With the increasing popularity of deep learning, the Convolutional Neural Network (CNN) has been extensively studied and shown to yield promising results in image analysis, as CNNs process data with a grid-based topology in order to keep spatial information. Unlike conventional neural network structures, where only one-dimensional data is accepted as input, the CNN is designed to process multidimensional data. It consists of an input layer, output layer and hidden layers. The hidden layers of the network consist of convolutional layer, pooling layers, fully connected layers and normalization layers. Using different functionalities of the layers, the CNN not only keeps the shape of input data, but also powerfully extracts the features that can present the image.
Absolute Imaging has developed technology for the application of machine-learning to the problem of velocity analysis. The process involves the compilation from historical projects of training sets consisting of semblance images together with the corresponding expert-picked velocity functions. Training semblances are separated into overlapping strips or patches and each patch is labelled with a velocity value obtained from the associated expert picks. These labelled patches are used to ‘train’, that is ‘iteratively to refine the parameters of’ a CNN model that can ultimately be used in predicting optimal NMO velocities for any semblance image given to it. Many such training patches are needed as a CNN typically involves dozens of layers and millions of initially unknown parameters. Individual network layers may consist of anything from classifiers to some form of image-processing filter. The proposed model uses the very successful VGG16 network and further improves it for the application.
With a well-established training set in place, the program can analyze new semblance images for fast and reliable velocity picking based on its past experience. Early results have shown promise for use of the technology in obtaining useable preliminary velocity fields. With continual addition to the training sets, we expect the power of the tool to increase both in reliability and scope of application.

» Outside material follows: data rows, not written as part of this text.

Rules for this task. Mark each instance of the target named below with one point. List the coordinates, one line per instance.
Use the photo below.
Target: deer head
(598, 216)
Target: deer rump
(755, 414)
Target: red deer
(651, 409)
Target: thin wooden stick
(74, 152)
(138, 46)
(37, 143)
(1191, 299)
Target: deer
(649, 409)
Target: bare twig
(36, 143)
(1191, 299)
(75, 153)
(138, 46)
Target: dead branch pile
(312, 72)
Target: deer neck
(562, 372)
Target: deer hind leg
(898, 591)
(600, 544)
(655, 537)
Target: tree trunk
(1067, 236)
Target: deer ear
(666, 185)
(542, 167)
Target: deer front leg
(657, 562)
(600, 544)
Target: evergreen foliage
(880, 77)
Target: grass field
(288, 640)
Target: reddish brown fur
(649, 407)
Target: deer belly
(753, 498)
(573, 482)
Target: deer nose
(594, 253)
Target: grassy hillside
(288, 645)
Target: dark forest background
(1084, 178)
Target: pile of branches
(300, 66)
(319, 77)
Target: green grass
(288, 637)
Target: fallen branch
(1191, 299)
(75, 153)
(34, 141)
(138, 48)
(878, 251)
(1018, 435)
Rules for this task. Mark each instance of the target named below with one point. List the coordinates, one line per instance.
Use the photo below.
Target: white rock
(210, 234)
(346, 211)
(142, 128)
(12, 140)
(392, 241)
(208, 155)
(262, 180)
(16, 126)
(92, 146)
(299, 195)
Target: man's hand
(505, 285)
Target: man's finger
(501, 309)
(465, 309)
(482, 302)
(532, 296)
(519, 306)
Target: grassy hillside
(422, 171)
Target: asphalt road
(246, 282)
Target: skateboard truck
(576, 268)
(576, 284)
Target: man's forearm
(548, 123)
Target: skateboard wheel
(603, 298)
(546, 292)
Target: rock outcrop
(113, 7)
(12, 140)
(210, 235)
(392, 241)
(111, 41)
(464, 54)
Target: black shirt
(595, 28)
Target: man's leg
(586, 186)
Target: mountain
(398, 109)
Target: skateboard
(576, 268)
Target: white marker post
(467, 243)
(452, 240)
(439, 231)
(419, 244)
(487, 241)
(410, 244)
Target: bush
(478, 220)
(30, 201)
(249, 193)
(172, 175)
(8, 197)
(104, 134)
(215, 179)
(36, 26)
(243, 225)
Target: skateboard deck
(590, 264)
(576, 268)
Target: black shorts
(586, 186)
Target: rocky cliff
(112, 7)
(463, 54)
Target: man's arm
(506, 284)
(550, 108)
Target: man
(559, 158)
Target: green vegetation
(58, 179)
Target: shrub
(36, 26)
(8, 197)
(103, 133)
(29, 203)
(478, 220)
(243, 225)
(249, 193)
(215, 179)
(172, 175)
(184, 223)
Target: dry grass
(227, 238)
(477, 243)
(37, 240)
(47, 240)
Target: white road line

In the future, the study can be extended by taking other machine learning schemes into account to improve other aspects of processing workflow. Remote sensing data such as seismic and well logs is usually analyzed visually by geophysicists in order to characterize geological and structural properties. This type of pattern recognition fits well into the Machine Learning (ML) and computer vision field. For example, deep learning can be used to discover and correlate stratigraphic units across multiple wells by recognizing patterns, textures, and similarities in the data. ML methods, specifically Support Vector Regression (SVR), can be developed for reconstructing seismic data from under-sampled or missing traces to facilitate 5D interpolation. Seismic noise attenuation is another common obstacle that can benefit from the strength of deep learning in adaptive denoising. Absolute Imaging is working on ﬁnding new ways of using data analysis and machine learning in current and future applications.